The above-mentioned counteracting mechanism of azotemia and hyponatremia on cerebral osmolarity, when coexist, was postulated to have a possible protective effect in preventing ODS from rapid sodium correction.[16,21,22] One such observation was from retrospective analysis done by Dhrolia et al supporting the protective effect of azotemia.[23] In their retrospective analysis, none of their 52 subjects with azotemia and hyponatremia developed ODS despite a mean 24-hour sodium correction by 15.4 (±3.4). However, in this analysis, neurological examination was reported immediately after dialysis and only 2 out of 52 subjects had MRI performed. MRI is the recommended imaging to diagnose ODS. Characteristic findings include symmetric signal hyperintensity in the central pons on T2-weighted and fluid attenuation inversion recovery sequences with corresponding decreased T1-weighted signal.[24,25] Clinical manifestations of myelinolysis are usually not apparent immediately and are often delayed by up to 5 to 6 days after rapid sodium correction. Absence of MRI findings and delayed neurologic examination in that study, it would be a dangerous assumption to conclude that uremia had prevented ODS among all their study subjects.[26-28] Fortunately, our case did not have any neurologic sequelae confirmed by delayed neurological testing and MRI imaging. Nevertheless, not all patients with azotemia and hyponatremia can be protective against ODS and clinical models to pinpoint at-risk populations for ODS are not yet developed. ODS among uremic subjects with rapid sodium correction has been reported and confirmed by delayed neurological examination and MRI.[26,29-31] Until further evidence, it will be premature to conclude that uremia prevents ODS, as this might lead a false sense of assurance among the physicians and not to follow any preventive measures to avoid rapid sodium correction. Given the detrimental effects of ODS and lack of sustained evidence on the protective effect of azotemia, physicians should follow all possible precautions to avoid rapid sodium correction. Few such measures include reduction of dialysate sodium, infusion of hypotonic saline with dialysis, increasing dialysis duration, or perform intermittent short duration sessions if clinically feasible.

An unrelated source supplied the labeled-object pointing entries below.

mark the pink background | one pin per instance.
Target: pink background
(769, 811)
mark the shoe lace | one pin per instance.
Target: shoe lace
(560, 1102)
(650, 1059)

Osmotic demyelination syndrome is a rare preventable complication of rapid hyponatremia correction and is associated with significant morbidity and mortality. Though azotemia was proposed to be protective, not all previously reported cases with azotemia were fortunate enough to be exempt from developing ODS. Given the detrimental effects of this preventable condition, until further evidence, physicians should still follow all the necessary steps to avoid rapid hyponatremia correction even among cases with concurrent azotemia.